The lack of in-class instruction is visible in her classes, said Agee-Barney. “I would say that the boys are less educated, but the level of understanding is pretty low across the board. There are many girls who have periods who don’t understand why.”
English teacher James Casale sees the lack of education as well. “I think in terms of students’ maturity, their understanding of sex and sexuality is severely hampered,” he said.
Casale believes, however, that schools have improved education on menstruation. While he took health in the classroom at his high school, he said the subject was rarely discussed. “In terms of its impact on me, I would say at times it made one reticent of the female body,” he said. “I ended up learning about it from my sisters, and then through college and female friends.”
Freshman Caitlyn Shelley experiences the reticence firsthand. “Guys feel like they’re not supposed to ask about it,” she said. “Some guys try to ask, ‘What does it feel like?’ but it’s not something you can really describe.”
Senior Dylan Freeman said he knew little about periods when he was younger. “I think just the whole idea of bleeding throws people who don’t experience that off,” he said, “but when you actually take the time to think about what’s going on–how is it girls’ fault that they have to go through all that? It’s a natural thing.”
While Casey agrees that the messy nature of menstruation contributes to such hesitance, she also sees something more. “It’s just something that was perpetuated generation after generation,” she said. “The media kind of helped with the stigma, but it also kind of perpetuated it–making jokes about it, in movies and stuff like that.”
TV shows, movies and books may talk about menstruation, bringing it into the spotlight, but the media can also portray periods in a negative light, hindering any efforts to make it a more prominent topic of conversation.
“There’s still a stigma, because people don’t want to talk about it,” said Agee-Barney. “Boys still don’t want to hear about it. You still hear the same jokes.”
In Casale’s experience, conversation is the catalyst for change. “The more you talk about something, the more you demystify it–the more it becomes something approachable,” he said.
Casey believes that education is key, and while she believes Shaker has a good curriculum, she also encourages a knowledge base at home. “If it’s talked about at home, they’re definitely more comfortable,” she said.

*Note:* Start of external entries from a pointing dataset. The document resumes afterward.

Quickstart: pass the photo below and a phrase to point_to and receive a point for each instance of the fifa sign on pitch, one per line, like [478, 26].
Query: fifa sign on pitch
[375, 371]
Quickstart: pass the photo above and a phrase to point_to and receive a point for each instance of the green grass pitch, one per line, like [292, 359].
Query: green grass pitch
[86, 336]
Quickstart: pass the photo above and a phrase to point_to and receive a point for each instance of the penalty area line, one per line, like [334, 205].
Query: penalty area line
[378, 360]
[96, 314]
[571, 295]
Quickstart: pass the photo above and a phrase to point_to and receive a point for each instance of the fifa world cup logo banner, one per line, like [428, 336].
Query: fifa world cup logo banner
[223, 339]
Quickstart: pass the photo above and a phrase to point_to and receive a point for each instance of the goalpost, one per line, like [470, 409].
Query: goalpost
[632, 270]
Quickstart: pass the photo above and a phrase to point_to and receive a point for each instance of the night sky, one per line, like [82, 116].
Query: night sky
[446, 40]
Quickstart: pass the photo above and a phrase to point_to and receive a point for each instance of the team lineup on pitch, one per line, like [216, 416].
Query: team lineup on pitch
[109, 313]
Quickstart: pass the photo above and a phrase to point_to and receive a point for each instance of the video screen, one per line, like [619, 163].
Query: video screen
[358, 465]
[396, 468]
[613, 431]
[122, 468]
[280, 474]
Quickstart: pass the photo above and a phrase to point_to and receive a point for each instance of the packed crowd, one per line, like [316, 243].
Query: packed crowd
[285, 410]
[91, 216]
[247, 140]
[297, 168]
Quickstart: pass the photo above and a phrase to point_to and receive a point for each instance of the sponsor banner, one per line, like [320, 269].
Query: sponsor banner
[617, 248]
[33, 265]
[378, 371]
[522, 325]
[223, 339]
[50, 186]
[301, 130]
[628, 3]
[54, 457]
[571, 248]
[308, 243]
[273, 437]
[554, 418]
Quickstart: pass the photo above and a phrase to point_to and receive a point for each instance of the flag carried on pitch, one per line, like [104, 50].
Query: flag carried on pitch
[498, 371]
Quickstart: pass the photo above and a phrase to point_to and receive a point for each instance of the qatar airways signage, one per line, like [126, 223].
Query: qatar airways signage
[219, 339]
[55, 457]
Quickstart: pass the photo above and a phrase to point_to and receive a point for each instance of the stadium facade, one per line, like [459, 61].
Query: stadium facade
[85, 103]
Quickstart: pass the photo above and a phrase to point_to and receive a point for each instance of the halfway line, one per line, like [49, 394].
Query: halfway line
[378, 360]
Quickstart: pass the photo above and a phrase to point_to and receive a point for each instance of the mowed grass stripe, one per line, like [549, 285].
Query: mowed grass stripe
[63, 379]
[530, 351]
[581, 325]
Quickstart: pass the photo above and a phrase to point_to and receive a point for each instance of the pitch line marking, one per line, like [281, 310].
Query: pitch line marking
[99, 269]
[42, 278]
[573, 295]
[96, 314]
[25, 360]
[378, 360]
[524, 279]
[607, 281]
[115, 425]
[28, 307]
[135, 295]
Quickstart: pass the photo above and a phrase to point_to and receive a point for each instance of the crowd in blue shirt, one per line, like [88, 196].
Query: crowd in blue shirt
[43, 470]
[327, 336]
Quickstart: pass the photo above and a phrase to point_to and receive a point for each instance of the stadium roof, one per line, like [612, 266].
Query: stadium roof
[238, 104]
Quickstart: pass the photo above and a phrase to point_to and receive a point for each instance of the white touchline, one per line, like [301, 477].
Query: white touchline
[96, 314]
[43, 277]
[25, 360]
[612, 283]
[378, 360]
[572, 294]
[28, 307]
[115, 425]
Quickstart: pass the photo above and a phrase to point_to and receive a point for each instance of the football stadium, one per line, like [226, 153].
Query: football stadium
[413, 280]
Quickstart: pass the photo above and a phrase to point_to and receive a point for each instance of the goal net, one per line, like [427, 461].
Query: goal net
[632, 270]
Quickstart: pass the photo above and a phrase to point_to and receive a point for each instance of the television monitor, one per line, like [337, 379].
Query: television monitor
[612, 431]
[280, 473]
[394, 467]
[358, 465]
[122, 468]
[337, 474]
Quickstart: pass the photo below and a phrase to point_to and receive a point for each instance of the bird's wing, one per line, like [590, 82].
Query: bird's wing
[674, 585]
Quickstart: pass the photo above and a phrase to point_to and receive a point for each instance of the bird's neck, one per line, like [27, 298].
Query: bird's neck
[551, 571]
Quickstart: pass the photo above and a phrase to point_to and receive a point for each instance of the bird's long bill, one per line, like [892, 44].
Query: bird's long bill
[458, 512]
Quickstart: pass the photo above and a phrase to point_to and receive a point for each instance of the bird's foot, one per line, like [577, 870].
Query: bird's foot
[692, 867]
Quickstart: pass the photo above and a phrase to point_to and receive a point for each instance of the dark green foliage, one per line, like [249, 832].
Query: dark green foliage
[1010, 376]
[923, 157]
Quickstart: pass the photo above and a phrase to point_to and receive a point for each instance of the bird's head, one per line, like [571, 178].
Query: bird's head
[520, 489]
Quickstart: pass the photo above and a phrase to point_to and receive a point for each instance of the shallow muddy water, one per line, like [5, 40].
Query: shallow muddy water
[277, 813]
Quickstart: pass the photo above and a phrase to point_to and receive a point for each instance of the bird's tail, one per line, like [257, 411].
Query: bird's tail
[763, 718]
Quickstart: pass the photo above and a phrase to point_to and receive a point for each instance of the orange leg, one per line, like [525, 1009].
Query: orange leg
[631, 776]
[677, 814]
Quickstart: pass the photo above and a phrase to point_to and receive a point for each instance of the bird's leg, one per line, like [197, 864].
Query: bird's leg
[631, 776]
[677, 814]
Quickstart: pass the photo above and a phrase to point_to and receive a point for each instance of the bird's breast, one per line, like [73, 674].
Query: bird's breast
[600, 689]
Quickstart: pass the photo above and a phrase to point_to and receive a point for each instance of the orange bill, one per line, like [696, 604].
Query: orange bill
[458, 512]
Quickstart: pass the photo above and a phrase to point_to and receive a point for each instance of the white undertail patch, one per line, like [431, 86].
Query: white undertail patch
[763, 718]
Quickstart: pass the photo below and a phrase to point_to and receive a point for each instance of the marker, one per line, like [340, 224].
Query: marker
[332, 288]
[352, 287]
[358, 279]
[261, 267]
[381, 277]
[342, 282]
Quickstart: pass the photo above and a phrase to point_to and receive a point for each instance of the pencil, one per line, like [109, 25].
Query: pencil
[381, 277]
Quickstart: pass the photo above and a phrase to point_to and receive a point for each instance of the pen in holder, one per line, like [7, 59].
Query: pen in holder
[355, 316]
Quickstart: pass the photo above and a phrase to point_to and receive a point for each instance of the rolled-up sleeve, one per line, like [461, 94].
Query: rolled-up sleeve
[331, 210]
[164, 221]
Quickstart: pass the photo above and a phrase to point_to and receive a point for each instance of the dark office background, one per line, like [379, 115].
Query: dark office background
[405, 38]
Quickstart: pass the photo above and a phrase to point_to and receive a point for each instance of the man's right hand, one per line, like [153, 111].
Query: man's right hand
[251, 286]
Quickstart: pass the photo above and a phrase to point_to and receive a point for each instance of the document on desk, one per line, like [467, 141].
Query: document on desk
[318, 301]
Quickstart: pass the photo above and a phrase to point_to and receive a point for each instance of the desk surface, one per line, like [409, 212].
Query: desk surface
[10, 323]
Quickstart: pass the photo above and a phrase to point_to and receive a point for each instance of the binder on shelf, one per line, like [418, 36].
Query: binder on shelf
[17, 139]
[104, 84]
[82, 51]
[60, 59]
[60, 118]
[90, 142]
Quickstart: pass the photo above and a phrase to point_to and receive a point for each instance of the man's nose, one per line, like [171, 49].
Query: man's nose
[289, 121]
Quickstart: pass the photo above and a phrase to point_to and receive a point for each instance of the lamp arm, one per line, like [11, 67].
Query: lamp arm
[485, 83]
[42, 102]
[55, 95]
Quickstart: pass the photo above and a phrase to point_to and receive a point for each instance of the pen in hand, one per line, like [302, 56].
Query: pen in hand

As for the classroom, Casale thinks that teachers have an opportunity to prompt discussion. “There’s always opportunity in the classroom to talk about the body,” he said. “We see it in literature, and definitely in science classrooms.”
Overall, said history teacher Bryan Elsaesser, “There are still girls who think that there’s something wrong, or they’re embarrassed by it, and that’s not something you should be embarrassed by.”
Shakerite reporters Elena Weingart, Ethan Bloch and Mae Nagusky contributed reporting.
A version of this article appears in print on page 10 of Volume 87, Issue 4, published May 5, 2017. Accompanying it was “My Body is Not Your Excuse,” by columnist Hannah Kornblut.